Raúl Plascencia Villanueva, the head of the CNDH, said on January 6 that his organization has evidence that between April and September of last year, Mexican gangs carried out at least 214 collective kidnappings, each involving around 50 people.
The CNDH says that most migrants are kidnapped in southern Mexico, many of them hidden aboard the freight trains that leave from Chiapas, the Mexican state that borders Guatemala, heading north. It says it has testimonies that implicate the Mexican migration authorities in the kidnappings, with witnesses saying that trains are regularly stopped by officials who are on the gangs' payrolls. When the migrants flee, they are quickly rounded up by the gangs, or are simply handed over by officials and police officers. The gangs demand between $5,000 and $15,000 in ransoms. If the families are unable to pay, the migrants are murdered.
At the request of the foreign ministries of Honduras, Guatemala and El Salvador, the Mexican authorities have suspended the stop-and-search operations for the time being. And the Mexican government has denied the accusations that many of its officials are involved in the kidnapping.
Salvador Beltrán del Río, the head of the National Migration Institute, told leading Mexico City daily El Universal that the CNDH's figures were "not real" and that "they do not coincide with ours."
But Beltrán del Río was unable to provide figures on how many migrants are kidnapped and held ransom each year. NGOs and human rights groups have been drawing attention to the tragedy for several years, and have also accused the police of involvement.
The groups say that among the main gangs carrying out the kidnappings are the Zetas, originally formed by renegade Mexican army personnel organized to protect the Gulf drug cartel. The heavily armed gang operates with virtual impunity in northern Mexico and is active in the United States. The Salvadoran Mara Salvatrucha (MS-13) gang is also believed to be involved in the kidnappings.
On January 7, several NGOs organized a so-called Caravan of Peace to accompany one of the freight trains that leave Chiapas in a bid to call further attention to the plight of migrants.
In December, the El Salvadoran authorities reported the kidnapping of 40 of its nationals in the Mexican state of Oaxaca. Almost a month later, the Mexican authorities have yet to report any progress in their investigation.
Human rights groups say that some 400,000 migrants cross Mexico each year.

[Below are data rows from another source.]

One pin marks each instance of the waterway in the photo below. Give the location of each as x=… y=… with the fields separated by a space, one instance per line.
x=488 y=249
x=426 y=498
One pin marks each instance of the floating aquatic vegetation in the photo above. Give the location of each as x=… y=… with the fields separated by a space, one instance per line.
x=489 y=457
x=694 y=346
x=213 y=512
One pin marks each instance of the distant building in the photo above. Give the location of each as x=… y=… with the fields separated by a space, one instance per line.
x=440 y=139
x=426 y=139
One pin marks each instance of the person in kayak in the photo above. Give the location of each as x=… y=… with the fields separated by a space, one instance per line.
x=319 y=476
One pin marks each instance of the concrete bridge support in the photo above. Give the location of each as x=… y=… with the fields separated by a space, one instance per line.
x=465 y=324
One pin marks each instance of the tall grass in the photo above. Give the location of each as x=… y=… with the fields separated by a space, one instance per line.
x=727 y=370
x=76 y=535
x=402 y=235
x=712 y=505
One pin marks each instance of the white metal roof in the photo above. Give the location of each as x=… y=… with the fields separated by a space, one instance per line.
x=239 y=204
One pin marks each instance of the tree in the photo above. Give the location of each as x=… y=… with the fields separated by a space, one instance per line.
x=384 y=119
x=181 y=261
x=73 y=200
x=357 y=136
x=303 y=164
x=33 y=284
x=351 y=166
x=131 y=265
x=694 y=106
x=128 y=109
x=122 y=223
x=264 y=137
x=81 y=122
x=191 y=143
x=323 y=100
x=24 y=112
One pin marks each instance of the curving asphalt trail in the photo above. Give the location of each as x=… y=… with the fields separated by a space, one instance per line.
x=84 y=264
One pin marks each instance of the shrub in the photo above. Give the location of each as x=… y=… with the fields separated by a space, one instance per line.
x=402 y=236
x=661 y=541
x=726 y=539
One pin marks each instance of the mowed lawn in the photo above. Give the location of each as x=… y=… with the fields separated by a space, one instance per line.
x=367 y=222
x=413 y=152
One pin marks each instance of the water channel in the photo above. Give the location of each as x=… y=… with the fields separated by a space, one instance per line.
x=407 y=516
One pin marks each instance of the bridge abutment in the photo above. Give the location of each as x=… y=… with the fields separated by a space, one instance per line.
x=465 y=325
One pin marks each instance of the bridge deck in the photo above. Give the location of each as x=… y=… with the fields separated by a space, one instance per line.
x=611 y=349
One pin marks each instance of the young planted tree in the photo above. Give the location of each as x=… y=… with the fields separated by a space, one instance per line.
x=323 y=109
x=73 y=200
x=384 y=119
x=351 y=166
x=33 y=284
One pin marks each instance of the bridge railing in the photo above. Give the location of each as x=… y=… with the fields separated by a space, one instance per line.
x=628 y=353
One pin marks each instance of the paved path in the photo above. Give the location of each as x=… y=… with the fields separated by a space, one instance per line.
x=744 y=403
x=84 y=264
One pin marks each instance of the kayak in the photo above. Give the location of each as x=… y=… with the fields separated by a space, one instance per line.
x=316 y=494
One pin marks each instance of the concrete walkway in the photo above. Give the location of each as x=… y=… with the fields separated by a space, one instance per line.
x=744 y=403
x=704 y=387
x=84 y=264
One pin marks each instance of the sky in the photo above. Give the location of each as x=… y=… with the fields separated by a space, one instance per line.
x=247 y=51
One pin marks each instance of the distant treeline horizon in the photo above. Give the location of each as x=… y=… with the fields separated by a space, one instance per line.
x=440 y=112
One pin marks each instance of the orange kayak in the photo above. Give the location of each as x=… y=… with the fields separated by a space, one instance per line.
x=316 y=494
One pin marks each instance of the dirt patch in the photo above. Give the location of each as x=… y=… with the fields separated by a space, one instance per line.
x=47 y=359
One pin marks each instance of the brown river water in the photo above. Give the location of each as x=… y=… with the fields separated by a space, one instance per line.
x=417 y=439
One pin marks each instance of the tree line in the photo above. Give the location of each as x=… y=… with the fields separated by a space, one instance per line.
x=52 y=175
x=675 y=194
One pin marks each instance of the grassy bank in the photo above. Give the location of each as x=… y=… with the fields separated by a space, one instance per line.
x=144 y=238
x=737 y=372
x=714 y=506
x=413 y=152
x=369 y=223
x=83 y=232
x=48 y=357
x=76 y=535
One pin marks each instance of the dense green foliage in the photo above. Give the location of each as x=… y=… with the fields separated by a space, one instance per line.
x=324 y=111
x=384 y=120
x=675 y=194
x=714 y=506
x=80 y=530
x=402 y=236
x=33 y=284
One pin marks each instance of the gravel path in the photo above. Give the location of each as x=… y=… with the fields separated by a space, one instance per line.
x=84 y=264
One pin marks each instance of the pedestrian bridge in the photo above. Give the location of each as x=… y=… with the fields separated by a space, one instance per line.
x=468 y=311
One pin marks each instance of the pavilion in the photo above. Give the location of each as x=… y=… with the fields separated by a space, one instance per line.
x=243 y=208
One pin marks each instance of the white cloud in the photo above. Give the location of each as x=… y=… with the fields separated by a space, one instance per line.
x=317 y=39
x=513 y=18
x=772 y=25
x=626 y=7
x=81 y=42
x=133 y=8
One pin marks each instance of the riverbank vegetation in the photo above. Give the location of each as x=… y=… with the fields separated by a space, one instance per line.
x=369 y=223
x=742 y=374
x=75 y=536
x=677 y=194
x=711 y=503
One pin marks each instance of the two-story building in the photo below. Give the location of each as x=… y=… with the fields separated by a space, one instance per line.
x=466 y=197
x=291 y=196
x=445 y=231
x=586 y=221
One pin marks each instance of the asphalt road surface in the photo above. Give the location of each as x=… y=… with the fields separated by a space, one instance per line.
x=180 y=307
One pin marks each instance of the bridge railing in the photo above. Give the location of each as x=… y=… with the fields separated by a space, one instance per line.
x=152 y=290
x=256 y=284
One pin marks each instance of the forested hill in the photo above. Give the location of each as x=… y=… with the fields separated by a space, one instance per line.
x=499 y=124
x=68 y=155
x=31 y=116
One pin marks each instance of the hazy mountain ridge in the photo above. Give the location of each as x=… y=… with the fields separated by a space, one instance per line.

The plight of these highly vulnerable people has largely been ignored, only making the news in cases such as the discovery in August last year of the bodies of 72 migrants at a ranch in the Mexican border state of Tamaulipas. They were believed to have been murdered by the Zetas.
The body of a murdered man was found on January 10 on the main highway to Acapulco, bringing to 31 the number of people killed in the Pacific resort city in an ongoing turf war between drug cartels there.
Violence increased in the southern Guerrero state as factions of the Beltrán Leyva cartel began fighting for territory after its leader was killed by Mexican marines in December 2009. Messages left with 14 of the decapitated men said they were killed by "El Chapo's People," a reference to the Sinaloa cartel headed by Joaquin El Chapo Guzmán.
The decapitations were the largest single group of such victims found in Mexico in recent years. In 2008, 12 decapitated bodies were piled outside the Yucatán state capital of Mérida. The same year, nine headless men were discovered in Guerrero's capital, Chilpancingo.
On Monday, police said that Abraham Ortiz Rosales, the mayor of Temoac, Morelos state, located south of Mexico City, was attacked and killed by a group of gunmen.
More than 30,000 people have died in drug violence nationwide since President Felipe Calderón launched a crackdown on drugs cartels after taking office in December 2006 by deploying thousands of soldiers and federal police.